KUALA LUMPUR: The government has been urged to undo an amendment to the law that forces cancer patients to pay high rates for treatment at public hospitals if they are referred there from private or university hospitals.
The 2017 amendment to the Fees (Medical) Order makes it mandatory for such patients to be charged first class rates whereas they previously could choose between third, second or first class treatment.
At a forum on cancer yesterday, Galen Centre for Health and Social Policy chief executive Azrul Mohd Khalib noted that the previous government did not explain the rationale for the amendment, but he said it was probably based on the misconception that those who initially go for private healthcare can afford the highest rates at public hospitals.
“But not everyone who opts for private healthcare in the beginning has money,” he said. “Sometimes they shift to public healthcare because they have maxed out their insurance or are no longer employed and can therefore no longer benefit from company insurance.
“There are also times when cancer patients need surgery but the queues at public hospitals are too long.
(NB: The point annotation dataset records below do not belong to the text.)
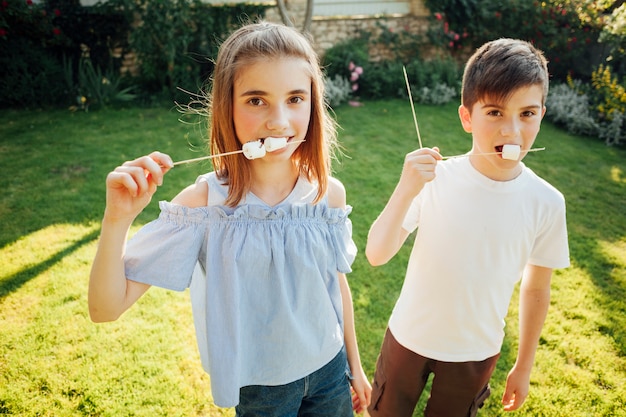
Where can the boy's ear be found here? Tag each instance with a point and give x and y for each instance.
(466, 118)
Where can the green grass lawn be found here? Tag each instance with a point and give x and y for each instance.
(55, 362)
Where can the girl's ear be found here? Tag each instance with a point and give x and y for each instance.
(466, 118)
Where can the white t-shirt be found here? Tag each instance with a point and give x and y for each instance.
(474, 239)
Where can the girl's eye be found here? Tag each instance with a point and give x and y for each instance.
(256, 101)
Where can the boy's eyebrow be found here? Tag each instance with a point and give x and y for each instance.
(529, 107)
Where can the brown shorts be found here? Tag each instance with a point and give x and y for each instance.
(459, 389)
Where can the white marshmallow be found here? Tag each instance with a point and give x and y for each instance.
(272, 144)
(253, 149)
(511, 152)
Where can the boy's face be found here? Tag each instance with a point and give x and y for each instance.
(492, 125)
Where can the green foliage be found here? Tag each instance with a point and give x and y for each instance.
(384, 78)
(35, 37)
(96, 87)
(557, 27)
(176, 41)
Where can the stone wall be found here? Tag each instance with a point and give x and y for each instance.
(327, 31)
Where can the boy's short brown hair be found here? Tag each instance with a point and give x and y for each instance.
(500, 67)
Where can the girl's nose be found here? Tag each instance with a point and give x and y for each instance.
(278, 119)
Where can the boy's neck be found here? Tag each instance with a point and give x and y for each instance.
(494, 172)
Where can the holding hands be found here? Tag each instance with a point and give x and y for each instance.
(130, 187)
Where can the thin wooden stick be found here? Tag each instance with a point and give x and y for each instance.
(408, 89)
(490, 153)
(203, 158)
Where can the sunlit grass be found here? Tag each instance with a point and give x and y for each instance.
(55, 362)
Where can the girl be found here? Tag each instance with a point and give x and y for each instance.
(269, 239)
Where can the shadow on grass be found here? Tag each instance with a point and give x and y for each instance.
(611, 291)
(14, 282)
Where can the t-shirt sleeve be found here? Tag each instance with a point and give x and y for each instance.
(411, 218)
(164, 252)
(551, 249)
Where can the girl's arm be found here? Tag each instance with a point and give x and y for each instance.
(129, 189)
(387, 235)
(534, 300)
(360, 385)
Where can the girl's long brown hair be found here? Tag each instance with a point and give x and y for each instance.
(247, 45)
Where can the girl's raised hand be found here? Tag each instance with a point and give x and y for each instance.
(130, 187)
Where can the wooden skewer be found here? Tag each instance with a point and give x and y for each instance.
(408, 89)
(490, 153)
(203, 158)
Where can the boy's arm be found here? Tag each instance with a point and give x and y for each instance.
(534, 301)
(360, 385)
(387, 235)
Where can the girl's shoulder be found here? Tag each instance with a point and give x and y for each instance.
(336, 193)
(195, 195)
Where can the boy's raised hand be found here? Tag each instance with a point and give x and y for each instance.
(129, 188)
(419, 168)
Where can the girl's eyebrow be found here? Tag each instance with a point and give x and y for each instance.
(500, 106)
(265, 93)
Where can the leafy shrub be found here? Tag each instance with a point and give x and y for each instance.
(566, 31)
(176, 41)
(570, 108)
(338, 90)
(36, 36)
(384, 79)
(439, 94)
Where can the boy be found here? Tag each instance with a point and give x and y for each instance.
(484, 222)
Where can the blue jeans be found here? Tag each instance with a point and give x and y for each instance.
(324, 393)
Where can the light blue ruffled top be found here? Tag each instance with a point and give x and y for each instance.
(268, 308)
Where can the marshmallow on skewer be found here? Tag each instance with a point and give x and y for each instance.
(511, 152)
(272, 144)
(253, 149)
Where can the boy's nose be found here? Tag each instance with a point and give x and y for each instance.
(510, 128)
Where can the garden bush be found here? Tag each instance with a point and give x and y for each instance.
(566, 30)
(434, 81)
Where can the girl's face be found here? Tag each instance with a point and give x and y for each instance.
(272, 98)
(492, 125)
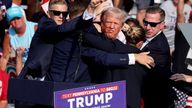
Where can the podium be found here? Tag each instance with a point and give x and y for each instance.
(37, 92)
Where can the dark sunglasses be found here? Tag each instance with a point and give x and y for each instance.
(152, 24)
(57, 13)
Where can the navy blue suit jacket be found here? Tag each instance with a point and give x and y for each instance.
(157, 87)
(41, 48)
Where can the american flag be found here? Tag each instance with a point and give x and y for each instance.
(183, 100)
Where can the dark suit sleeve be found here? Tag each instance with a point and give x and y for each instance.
(98, 42)
(48, 28)
(104, 58)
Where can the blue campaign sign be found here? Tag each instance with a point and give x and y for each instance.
(108, 95)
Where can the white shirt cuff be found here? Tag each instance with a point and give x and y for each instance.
(131, 59)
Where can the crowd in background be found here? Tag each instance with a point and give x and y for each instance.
(99, 41)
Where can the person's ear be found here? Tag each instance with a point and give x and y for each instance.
(139, 44)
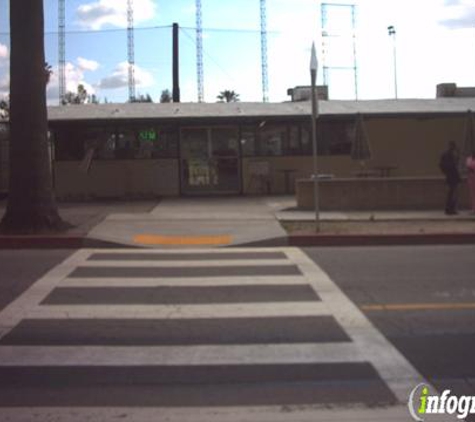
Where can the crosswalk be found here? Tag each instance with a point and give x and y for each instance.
(235, 334)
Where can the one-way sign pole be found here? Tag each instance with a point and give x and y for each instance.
(313, 74)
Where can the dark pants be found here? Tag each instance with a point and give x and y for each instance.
(451, 201)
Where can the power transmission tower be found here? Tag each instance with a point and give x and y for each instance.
(199, 52)
(265, 76)
(61, 50)
(130, 49)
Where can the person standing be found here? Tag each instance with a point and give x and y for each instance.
(449, 166)
(470, 164)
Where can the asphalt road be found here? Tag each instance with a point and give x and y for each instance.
(422, 299)
(431, 293)
(21, 268)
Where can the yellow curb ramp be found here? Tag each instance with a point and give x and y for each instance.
(150, 239)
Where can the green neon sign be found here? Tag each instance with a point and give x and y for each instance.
(149, 135)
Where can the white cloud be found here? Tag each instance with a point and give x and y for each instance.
(100, 13)
(87, 65)
(74, 77)
(120, 76)
(4, 86)
(458, 14)
(3, 52)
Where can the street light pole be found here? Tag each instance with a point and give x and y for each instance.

So they go for the surgery in private hospitals and seek to continue treatment at public hospitals.”
In such cases, he said, the patients were helping the government reduce the strain on the public healthcare system and it was thus unfair to punish them and their families with first class costs.
He noted that the difference in rates between referrals from a public and private practitioner would in many cases come up to RM375 but in cases such as stereotactic radiosurgery and stereotactic radiation therapy, the difference could be a staggering RM6,500.
He also urged the government to standardise the fee structure in all government hospitals, regardless of whether they come under the health ministry or, as in the case of university hospitals, the education ministry.
Breast Cancer Welfare Association president Ranjit Kaur described the 2017 amendment as “ridiculous”, saying Malaysians should all be treated equally.
“Just because someone comes from a private or university hospital, he or she shouldn’t have to pay more,” she said.
During the forum, Galen presented a list of policy recommendations to Bandar Utama assemblyman Jamaliah Jamaluddin and to representatives of Petaling Jaya MP Maria Chin Abdullah.
The list recommends, among other things, changes to the 2017 amendment, the benchmarking of Malaysia’s cancer care against international standards, improvements to the collection of national data on cancer, the decentralisation of cancer care and improvements to policies related to public drug procurement.
Galen also launched its Cancer Care Working Group, which will work towards influencing public policies pertaining to cancer treatment. Members of the group include patients and health professionals.